Michelle Hemmington, Each Baby Counts Advisory Group Parent Representative and Co-founder of Campaign for Safer Births, wrote:
“The loss of our son, Louie, in 2011 has deeply impacted our lives forever. His death, and knowing that it was avoidable, leaves an underlying sadness in everything I do that will always be present.
“Since Each Baby Counts began reporting, the key theme of low parental involvement in investigations has been highlighted. It has been made clear that parents should be made aware of the investigation, invited to participate and supported to do so if they choose.
“I urge everyone who reads this report to not just look at this from a professional point of view but from the perspective of parents who have been devastated by avoidable incidents. Errors in care are life changing and life damaging and we must do all we can to improve.”
Notes to Editors
For media enquiries and copies of the report as well as case studies, please contact the RCOG press office on 020 7772 6773 or email firstname.lastname@example.org
The report is published on the RCOG Each Baby Counts website.
*The Each Baby Counts definition of severe brain injury is based on information available within the first 7 days after birth.
It is not yet known how many of these babies will have a significant long-term disability as a result of the injuries sustained during birth. The majority of these infants require active therapeutic cooling – an intensive intervention requiring sedation and admission to the neonatal unit – reflects the serious clinical condition of these babies.
Each Baby Counts report 2018. News story. Report.
Each Baby Counts report 2017. News story. Report.
About Each Baby Counts
Each Baby Counts is the RCOG’s national quality improvement initiative to reduce the number of babies who die or are left severely disabled as a result of incidents occurring during term labour.
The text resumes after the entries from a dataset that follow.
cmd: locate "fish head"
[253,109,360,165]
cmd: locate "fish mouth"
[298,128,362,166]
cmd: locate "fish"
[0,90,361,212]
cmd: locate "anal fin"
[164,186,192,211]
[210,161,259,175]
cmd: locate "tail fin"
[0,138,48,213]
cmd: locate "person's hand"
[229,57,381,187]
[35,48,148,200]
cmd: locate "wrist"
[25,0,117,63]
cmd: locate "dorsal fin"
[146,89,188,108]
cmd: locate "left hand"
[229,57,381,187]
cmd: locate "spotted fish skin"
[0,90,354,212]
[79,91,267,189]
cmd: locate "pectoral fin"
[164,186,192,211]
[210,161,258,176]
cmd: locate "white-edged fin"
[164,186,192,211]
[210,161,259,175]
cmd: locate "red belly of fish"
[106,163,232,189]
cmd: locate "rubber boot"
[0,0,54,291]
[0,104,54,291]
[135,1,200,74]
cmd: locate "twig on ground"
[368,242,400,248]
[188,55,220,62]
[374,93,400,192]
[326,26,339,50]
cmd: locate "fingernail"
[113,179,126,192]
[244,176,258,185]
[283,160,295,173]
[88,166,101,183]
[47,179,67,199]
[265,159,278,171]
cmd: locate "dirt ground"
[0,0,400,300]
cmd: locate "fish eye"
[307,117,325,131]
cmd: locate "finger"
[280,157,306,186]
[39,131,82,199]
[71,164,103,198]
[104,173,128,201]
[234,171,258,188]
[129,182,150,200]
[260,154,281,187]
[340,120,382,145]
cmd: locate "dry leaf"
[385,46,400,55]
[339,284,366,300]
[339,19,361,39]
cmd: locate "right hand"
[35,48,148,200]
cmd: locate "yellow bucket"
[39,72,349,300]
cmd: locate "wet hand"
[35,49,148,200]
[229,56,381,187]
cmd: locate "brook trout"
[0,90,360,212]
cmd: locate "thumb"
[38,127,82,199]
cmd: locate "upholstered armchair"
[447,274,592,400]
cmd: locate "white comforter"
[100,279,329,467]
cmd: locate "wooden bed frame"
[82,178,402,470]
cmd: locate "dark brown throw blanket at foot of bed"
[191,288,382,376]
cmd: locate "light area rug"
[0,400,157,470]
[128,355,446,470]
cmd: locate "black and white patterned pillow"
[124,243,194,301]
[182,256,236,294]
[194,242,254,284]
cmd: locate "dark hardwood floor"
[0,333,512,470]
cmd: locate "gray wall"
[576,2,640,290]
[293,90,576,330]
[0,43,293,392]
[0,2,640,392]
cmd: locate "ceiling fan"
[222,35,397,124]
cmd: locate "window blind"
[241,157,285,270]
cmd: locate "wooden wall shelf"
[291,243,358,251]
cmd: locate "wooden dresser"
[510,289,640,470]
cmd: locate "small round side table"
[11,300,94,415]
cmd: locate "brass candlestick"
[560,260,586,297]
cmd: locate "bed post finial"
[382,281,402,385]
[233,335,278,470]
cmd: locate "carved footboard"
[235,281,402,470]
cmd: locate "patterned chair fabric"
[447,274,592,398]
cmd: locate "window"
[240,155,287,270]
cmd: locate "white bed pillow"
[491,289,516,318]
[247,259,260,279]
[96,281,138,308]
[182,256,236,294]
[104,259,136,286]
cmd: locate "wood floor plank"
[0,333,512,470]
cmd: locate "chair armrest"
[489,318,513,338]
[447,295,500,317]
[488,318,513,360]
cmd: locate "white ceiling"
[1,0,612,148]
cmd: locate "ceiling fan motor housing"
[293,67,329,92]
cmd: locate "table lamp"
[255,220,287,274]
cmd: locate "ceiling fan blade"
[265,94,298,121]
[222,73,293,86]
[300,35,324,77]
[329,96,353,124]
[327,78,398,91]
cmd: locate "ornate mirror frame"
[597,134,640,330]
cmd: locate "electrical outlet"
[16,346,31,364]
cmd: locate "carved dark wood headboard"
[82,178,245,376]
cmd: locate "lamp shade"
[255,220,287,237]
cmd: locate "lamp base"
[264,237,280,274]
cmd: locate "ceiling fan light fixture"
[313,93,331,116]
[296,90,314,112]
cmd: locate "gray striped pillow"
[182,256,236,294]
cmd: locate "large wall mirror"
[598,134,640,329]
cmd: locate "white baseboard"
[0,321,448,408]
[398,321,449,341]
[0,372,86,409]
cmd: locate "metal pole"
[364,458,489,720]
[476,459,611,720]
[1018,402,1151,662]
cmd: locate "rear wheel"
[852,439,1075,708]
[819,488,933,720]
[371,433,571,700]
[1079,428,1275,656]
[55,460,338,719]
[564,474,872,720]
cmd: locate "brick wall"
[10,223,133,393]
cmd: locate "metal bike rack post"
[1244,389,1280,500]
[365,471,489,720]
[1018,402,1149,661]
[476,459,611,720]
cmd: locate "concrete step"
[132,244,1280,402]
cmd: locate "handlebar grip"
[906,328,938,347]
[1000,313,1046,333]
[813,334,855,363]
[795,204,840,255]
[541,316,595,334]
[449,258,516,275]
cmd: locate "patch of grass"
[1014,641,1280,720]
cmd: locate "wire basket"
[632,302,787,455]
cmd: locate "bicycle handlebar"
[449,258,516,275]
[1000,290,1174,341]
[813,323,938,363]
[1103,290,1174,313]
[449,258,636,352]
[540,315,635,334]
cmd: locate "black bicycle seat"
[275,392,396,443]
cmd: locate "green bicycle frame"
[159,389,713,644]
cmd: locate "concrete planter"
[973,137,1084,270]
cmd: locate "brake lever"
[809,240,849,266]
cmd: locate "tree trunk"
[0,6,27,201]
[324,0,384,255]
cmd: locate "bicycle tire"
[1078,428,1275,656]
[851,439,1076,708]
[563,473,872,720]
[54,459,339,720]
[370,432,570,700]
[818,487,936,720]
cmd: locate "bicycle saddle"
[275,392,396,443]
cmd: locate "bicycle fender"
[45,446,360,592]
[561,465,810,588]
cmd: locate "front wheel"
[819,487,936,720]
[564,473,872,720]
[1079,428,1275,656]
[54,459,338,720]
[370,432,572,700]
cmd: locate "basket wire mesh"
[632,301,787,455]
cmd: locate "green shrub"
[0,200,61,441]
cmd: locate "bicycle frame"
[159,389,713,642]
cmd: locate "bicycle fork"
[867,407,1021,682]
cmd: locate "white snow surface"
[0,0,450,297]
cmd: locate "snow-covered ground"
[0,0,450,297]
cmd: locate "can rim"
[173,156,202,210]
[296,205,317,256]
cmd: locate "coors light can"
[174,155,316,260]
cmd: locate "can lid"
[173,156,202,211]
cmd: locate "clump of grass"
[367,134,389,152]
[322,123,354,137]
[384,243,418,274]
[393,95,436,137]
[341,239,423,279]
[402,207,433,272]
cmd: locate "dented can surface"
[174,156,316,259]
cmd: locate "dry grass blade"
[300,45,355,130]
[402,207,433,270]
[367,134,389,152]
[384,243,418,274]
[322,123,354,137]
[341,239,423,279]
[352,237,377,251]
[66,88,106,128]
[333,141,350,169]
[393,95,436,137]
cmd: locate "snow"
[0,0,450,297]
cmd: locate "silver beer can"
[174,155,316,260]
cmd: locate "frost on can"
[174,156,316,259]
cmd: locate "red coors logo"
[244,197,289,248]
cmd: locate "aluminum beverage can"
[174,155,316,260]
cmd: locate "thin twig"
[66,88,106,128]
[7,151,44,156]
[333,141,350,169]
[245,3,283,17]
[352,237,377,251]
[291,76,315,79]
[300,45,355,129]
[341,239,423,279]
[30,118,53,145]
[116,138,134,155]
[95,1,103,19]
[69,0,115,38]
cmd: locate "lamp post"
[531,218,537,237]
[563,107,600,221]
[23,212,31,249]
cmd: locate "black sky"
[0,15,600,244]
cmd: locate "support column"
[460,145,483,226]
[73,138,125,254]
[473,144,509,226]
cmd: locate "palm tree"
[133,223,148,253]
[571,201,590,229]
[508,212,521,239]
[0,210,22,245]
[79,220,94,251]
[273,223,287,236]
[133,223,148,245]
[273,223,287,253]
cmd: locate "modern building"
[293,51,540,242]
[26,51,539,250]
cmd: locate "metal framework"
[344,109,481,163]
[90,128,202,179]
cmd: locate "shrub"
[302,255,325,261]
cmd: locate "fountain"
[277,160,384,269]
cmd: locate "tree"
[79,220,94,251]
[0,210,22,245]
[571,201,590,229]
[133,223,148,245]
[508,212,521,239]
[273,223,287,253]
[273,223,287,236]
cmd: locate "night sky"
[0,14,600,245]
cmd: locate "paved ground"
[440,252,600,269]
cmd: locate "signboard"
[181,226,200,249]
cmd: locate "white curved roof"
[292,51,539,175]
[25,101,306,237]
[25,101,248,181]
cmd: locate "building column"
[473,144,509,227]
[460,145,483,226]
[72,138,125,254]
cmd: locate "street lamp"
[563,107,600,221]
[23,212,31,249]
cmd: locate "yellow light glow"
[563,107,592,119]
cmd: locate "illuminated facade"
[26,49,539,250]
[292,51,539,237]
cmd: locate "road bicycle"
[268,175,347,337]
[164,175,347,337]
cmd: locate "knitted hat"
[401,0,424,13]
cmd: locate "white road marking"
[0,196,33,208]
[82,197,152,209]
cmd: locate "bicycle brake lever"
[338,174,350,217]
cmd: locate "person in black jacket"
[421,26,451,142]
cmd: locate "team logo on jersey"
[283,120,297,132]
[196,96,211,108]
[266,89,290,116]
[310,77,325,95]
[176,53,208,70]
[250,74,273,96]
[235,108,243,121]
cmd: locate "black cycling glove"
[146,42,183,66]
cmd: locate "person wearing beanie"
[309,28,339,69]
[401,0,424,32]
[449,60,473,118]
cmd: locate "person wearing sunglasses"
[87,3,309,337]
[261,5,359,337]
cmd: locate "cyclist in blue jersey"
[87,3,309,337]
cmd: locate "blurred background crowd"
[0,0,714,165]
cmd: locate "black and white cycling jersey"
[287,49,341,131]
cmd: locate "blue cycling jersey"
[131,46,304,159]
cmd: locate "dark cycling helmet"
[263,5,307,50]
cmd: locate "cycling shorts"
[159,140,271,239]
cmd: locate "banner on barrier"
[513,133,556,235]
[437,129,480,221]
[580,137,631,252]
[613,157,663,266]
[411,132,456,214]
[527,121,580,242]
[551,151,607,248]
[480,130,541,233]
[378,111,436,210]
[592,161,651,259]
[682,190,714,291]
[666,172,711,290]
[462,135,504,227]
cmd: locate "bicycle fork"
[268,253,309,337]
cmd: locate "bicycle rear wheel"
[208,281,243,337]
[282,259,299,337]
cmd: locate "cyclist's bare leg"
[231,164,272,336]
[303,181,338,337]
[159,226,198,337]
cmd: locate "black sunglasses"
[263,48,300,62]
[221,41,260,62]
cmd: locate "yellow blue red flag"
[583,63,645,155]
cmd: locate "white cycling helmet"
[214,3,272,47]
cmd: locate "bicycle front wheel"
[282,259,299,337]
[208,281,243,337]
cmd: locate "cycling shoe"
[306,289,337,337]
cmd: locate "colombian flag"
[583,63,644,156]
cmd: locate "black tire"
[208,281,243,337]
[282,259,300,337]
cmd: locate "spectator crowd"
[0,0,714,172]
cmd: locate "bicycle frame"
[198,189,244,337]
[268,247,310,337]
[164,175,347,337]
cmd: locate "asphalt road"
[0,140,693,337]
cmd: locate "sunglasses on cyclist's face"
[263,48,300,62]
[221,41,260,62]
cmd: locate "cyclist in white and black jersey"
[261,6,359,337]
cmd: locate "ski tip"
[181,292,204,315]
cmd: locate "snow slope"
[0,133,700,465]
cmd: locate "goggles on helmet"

The project has a 100% participation rate with UK NHS Hospital Trusts. The development of the Each Baby Counts programme was supported by a grant from the Department of Health and a generous legacy donation from Dr Lindsay Stewart to the Royal College of Obstetricians and Gynaecologists.
Each Baby Counts: Learn & Support is a three-year partnership between the RCOG and the Royal College of Midwives (RCM), supported and funded by the Department of Health and Social Care, that will work with a number of local maternity units to support multi-professional learning and clinical leadership, improve joint working and drive innovation from within the NHS.
About the RCOG
The Royal College of Obstetricians and Gynaecologists (RCOG) is a medical charity that champions the provision of high quality women’s healthcare in the UK and beyond. It is dedicated to encouraging the study and advancing the science and practice of obstetrics and gynaecology. It does this through postgraduate medical education and training and the publication of clinical guidelines and reports on aspects of the specialty and service provision.